Chili

Chili : La mémoire est douloureuse

Le coup d’État du 11 septembre 1973 au Chili contre le gouvernement d’Allende est venu enterrer les espoirs de millions des gens. Le film Me duele la memoria revient sur leur vécu pendant ces années sombres qui en ont conduit une partie à l’exil. Interview de Iara Heredia Lozar, qui a coréalisé le film avec Bastien Genoux.

Comme le dit le titre de votre film, la mémoire fait mal, elle est douloureuse. Pourquoi revenir alors sur ces évènements? Pourquoi faire ce film 40 ans après?

En effet, il s’agit de la mémoire d’événements tragiques, mais pas que. Elle est aussi lumineuse et nécessaire. Il s’agit de la mémoire individuelle de nos témoins, mais aussi de la mémoire collective des luttes, du mouvement ouvrier et de sa brutale répression. Au niveau collectif, un travail de mémoire, même s’il peut être douloureux, me paraît essentiel. Je partage l’idée d’une phrase que j’ai lue au Stade National de Santiago: «Un peuple sans passé est un peuple sans futur ». Comprendre ce passé c’est aussi construire l’avenir.

Revenir sur la mémoire des événements ayant eu lieu au Chili est important, car elle nous amène à penser ce pays comme ayant eu historiquement une place particulière. Le Chili a été un laboratoire à double titre d’une «stratégie de choc» menée par la suite dans d’autres pays du monde: d’un côté la déstabilisation qu’a subie le pays à l’aide d’outils financiers et économiques pendant le gouvernement de l’Unité Populaire – dans le but d’empêcher cette expérience de se développer – et de l’autre par la mise en place des politiques néo–libérales qui ont suivi le coup d’État.

Cependant, ça a aussi été une expérience sociale, économique et politique d’autodétermination et de lutte pour la justice sociale.

En ce qui concerne la Suisse, ce film permet de rappeler la solidarité internationale qui s’est exprimée par des actions de dénonciation de la dictature et de l’impérialisme ainsi que par le mouvement de désobéissance civile Action places gratuites (mouvement ayant permis l’accueil de près de 2000 personnes).

Comment a-t-on accueilli ces gens en Suisse? Comment tes témoins ont-ils·elles vécu l’accueil, alors que le gouvernement suisse ne voulait pas d’eux·elles?

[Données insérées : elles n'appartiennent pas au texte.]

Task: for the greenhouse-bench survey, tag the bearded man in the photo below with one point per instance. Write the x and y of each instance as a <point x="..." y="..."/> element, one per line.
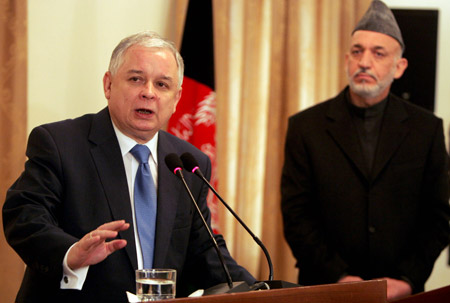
<point x="365" y="183"/>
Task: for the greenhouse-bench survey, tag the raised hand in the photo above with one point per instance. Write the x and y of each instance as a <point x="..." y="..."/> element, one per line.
<point x="93" y="248"/>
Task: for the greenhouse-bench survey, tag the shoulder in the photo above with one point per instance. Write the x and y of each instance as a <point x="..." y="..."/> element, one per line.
<point x="70" y="127"/>
<point x="416" y="114"/>
<point x="317" y="113"/>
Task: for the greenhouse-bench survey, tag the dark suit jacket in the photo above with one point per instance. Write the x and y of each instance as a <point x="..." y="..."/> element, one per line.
<point x="75" y="181"/>
<point x="339" y="219"/>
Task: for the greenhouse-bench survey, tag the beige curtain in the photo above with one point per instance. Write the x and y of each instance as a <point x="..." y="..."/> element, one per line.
<point x="13" y="117"/>
<point x="273" y="59"/>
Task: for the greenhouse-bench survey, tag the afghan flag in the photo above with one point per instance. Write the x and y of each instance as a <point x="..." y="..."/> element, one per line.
<point x="195" y="118"/>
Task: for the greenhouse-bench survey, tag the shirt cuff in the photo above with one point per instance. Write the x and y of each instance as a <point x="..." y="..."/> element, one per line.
<point x="73" y="279"/>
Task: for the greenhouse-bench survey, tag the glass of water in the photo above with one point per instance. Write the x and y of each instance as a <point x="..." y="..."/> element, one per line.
<point x="155" y="284"/>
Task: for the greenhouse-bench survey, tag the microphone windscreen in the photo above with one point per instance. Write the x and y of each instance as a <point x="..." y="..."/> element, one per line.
<point x="189" y="162"/>
<point x="173" y="162"/>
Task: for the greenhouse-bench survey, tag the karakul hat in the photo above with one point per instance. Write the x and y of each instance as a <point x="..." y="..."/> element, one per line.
<point x="379" y="18"/>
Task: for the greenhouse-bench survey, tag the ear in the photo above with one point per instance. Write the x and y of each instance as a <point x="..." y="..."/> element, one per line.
<point x="401" y="66"/>
<point x="107" y="84"/>
<point x="178" y="97"/>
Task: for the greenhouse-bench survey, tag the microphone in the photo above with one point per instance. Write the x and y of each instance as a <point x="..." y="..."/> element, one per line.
<point x="191" y="164"/>
<point x="175" y="165"/>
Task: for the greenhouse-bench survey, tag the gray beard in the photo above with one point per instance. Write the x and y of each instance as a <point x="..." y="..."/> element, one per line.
<point x="371" y="90"/>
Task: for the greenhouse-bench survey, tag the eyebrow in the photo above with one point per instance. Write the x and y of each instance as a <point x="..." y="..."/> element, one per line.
<point x="140" y="72"/>
<point x="376" y="47"/>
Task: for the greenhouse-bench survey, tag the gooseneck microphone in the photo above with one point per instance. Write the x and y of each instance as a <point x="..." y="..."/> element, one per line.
<point x="175" y="165"/>
<point x="191" y="164"/>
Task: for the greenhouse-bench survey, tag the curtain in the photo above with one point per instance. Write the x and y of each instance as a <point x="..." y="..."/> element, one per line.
<point x="273" y="59"/>
<point x="13" y="117"/>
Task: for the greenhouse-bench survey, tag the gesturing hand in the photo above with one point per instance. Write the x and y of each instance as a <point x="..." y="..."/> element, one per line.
<point x="397" y="289"/>
<point x="93" y="248"/>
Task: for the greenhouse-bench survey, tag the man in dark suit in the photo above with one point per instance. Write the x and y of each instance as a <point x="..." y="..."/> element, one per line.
<point x="70" y="216"/>
<point x="365" y="183"/>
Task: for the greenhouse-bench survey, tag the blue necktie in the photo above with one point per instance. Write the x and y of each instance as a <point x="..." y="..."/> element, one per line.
<point x="145" y="204"/>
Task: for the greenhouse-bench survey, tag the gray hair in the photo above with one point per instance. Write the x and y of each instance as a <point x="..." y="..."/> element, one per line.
<point x="147" y="39"/>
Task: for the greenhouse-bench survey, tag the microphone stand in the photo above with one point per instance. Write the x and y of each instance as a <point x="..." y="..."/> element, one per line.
<point x="218" y="289"/>
<point x="191" y="163"/>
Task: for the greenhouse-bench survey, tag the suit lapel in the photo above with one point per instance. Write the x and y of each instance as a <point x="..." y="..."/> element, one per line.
<point x="107" y="157"/>
<point x="393" y="131"/>
<point x="169" y="189"/>
<point x="344" y="133"/>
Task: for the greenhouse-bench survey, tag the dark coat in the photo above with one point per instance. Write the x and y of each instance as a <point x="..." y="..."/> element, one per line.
<point x="73" y="182"/>
<point x="339" y="219"/>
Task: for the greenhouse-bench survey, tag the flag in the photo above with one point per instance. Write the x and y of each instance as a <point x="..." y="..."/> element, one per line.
<point x="195" y="117"/>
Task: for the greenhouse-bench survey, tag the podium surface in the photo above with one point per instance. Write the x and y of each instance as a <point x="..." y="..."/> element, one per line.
<point x="440" y="295"/>
<point x="352" y="292"/>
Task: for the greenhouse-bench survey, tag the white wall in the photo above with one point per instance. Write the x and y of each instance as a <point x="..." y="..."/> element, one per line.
<point x="69" y="46"/>
<point x="441" y="273"/>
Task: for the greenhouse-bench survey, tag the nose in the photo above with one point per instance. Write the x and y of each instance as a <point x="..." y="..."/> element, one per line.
<point x="148" y="91"/>
<point x="365" y="61"/>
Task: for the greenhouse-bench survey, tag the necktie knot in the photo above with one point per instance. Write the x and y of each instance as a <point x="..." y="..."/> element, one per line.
<point x="141" y="153"/>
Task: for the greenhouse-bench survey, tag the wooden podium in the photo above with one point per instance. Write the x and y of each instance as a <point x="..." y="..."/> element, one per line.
<point x="441" y="295"/>
<point x="352" y="292"/>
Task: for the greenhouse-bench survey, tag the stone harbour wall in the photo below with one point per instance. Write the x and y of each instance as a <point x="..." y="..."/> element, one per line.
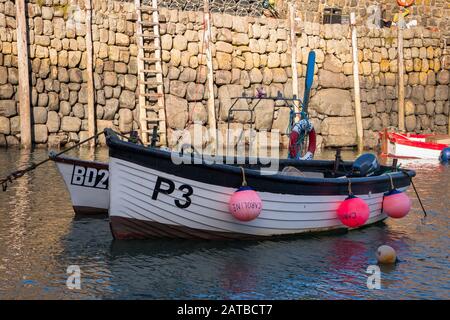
<point x="248" y="53"/>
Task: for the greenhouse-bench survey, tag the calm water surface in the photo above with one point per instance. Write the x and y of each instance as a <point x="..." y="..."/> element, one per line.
<point x="40" y="238"/>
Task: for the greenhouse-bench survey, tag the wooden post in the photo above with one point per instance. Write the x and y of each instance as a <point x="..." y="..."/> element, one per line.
<point x="293" y="37"/>
<point x="401" y="73"/>
<point x="358" y="118"/>
<point x="210" y="83"/>
<point x="90" y="73"/>
<point x="24" y="75"/>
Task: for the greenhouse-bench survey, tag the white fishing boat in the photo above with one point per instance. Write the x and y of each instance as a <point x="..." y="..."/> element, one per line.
<point x="153" y="197"/>
<point x="87" y="183"/>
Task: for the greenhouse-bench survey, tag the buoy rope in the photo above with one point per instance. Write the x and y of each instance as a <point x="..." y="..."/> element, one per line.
<point x="20" y="173"/>
<point x="392" y="181"/>
<point x="418" y="197"/>
<point x="244" y="181"/>
<point x="416" y="192"/>
<point x="350" y="193"/>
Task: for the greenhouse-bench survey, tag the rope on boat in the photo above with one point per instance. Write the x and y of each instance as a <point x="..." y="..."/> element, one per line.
<point x="350" y="193"/>
<point x="20" y="173"/>
<point x="418" y="197"/>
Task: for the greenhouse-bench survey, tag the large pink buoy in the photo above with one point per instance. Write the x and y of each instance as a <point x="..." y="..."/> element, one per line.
<point x="353" y="212"/>
<point x="245" y="204"/>
<point x="396" y="204"/>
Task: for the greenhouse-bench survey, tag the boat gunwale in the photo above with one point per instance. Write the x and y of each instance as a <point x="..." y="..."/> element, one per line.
<point x="76" y="161"/>
<point x="114" y="142"/>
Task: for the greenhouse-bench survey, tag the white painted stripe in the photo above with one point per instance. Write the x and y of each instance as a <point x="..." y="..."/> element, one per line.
<point x="132" y="188"/>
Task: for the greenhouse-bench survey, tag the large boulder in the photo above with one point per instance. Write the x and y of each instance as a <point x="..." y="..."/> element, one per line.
<point x="110" y="109"/>
<point x="176" y="112"/>
<point x="332" y="64"/>
<point x="194" y="92"/>
<point x="40" y="133"/>
<point x="125" y="120"/>
<point x="332" y="102"/>
<point x="128" y="99"/>
<point x="5" y="127"/>
<point x="39" y="115"/>
<point x="53" y="122"/>
<point x="178" y="88"/>
<point x="339" y="131"/>
<point x="226" y="93"/>
<point x="8" y="108"/>
<point x="328" y="79"/>
<point x="70" y="124"/>
<point x="6" y="91"/>
<point x="264" y="115"/>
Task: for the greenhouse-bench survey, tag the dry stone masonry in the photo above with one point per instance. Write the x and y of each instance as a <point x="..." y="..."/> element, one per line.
<point x="248" y="53"/>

Après deux décennies d’accueil de réfugié·e·s Hongrois (quelque 14 000) et Tchécoslovaques (plus de 13 000) fuyant les régimes communistes de l’Est, l’épisode des réfugié·e·s chilien·ne·s – le gouvernement suisse ne proposait d’en accueillir que 200 – marque un tournant fondamental dans la politique d’asile suisse. Ils·elles sont qualifiés de «faux réfugiés» par les autorités pour tenter de restreindre leur accueil. Cet épisode souligne que, en pleine guerre froide, la Suisse n’était pas neutre.

Pour certain·e·s des réfugié·e·s de cette époque, c’est difficile de comprendre ce rejet, le racisme ordinaire et d’État, l’interdiction de faire de la politique, les difficultés de trouver un logement, d’accéder à des études ou simplement de retrouver un travail en lien avec leur formation. C’est d’autant plus choquant de la part d’un pays riche, sans guerre ni crise économique, vis-à-vis de personnes ayant dû fuir un contexte aussi violent.

Cela nous renvoie à la loi sur l’asile actuelle, réduite à pratiquement rien, aux expulsions et aux renvois de familles, de personnes malades ou fragilisées. Je pense d’ailleurs que la situation est dramatique et s’est largement péjorée.

Les arpilleras jouent un rôle important dans votre film. Peux-tu nous parler de ces créations et du rôle qu’elles ont joué?

Les arpilleras sont des tableaux cousus décrivant la vie quotidienne au Chili sous la dictature de Pinochet. Après le coup d’État, dans une situation de forte insécurité économique, les femmes des quartiers populaires, dont les maris avaient perdu leur emploi, étaient disparus ou assassinés, se sont mises à confectionner les arpilleras qu’elles vendaient ensuite au Vicariat de la solidarité, leur permettant ainsi de pouvoir gagner un revenu. Récupérant des chutes de tissus et des bouts de chiffons dans les usines, elles s’en servaient pour raconter les difficultés du quotidien, leurs luttes et résistances. Ce travail est subversif par les thématiques abordées mais aussi parce que la couture, qui fait partie de l’univers féminin exercé dans un cadre professionnel ou privé, est alors détournée et se transforme en acte politique de dénonciation. Le gouvernement finit d’ailleurs par interdire la possession et l’exposition de celles-ci.

C’était important pour moi de donner la parole aux femmes, notamment à travers ce travail extraordinaire par sa valeur symbolique, subversive et de témoignage.